BAGS: Bias Aware Gridsearch(CV)

An exploratory venture into including bias considerations into the classical machine learning pipeline.

Get started now View it on GitHub Check out our Paper

Specific use cases and detailed examples can be found in the repo.

BiasAwareGridSearchCV is a Python tool created to address a critical need in machine learning: reducing bias. Developed as an extension of scikit-learn, this package helps data professionals build fairer machine learning models by integrating bias into the classical machine learning workflow. It’s designed for situations where decisions could be influenced by factors like gender or race, and where it’s crucial to ensure these decisions are as unbiased as possible.

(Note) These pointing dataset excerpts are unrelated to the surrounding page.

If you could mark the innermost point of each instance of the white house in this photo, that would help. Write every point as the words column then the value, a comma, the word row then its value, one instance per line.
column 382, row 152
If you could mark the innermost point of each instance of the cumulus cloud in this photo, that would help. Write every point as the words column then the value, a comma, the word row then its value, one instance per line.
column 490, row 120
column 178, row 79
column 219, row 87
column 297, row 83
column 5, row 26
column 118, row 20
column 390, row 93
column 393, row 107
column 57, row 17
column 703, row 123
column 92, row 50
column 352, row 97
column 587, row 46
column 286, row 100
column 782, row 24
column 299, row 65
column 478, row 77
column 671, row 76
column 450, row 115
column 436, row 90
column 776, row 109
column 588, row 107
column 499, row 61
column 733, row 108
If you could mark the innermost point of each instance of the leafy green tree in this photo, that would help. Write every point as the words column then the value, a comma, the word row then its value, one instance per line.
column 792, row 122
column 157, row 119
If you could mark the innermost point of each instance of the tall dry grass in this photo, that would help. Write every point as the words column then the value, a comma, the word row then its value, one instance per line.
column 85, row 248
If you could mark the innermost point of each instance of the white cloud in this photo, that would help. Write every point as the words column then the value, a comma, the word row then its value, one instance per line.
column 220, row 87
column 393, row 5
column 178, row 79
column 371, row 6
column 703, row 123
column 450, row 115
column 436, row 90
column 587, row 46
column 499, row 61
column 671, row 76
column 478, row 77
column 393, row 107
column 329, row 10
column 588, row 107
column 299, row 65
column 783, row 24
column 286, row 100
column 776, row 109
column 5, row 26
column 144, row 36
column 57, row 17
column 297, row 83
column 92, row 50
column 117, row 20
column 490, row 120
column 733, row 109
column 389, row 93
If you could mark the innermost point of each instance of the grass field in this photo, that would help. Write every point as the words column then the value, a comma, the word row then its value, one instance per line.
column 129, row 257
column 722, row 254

Our tool stands out by not only measuring model performance in terms of accuracy but also considering how fair a model is. With BiasAwareGridSearchCV, you can evaluate and select models based on both their accuracy and their level of exhibited bias as well as visualize features for a clearer understanding of the trade-offs between bias and accuracy.


ML process flowchart

The package is user-friendly and fits smoothly into standard machine learning workflows. The figure shows a simplified view of the machine learning process.

Our algorithm is created to be used during the “Hyperparameter Tuning” stage, where the selected model is trained using various parameters and evaluated. Our tool inserts bias consideration into this step by making it a factor in model evaluation alongside traditional performance metrics.

In short, BiasAwareGridSearchCV is our effort to ensure that AI and machine learning contribute positively and fairly to our society, providing tools that help mitigate bias in automated decision-making.

This work runs adjacent to existing bias mitigation techniques - it is presented as a novel step to the pre-processing, in-processing, and post-processing steps that already exist.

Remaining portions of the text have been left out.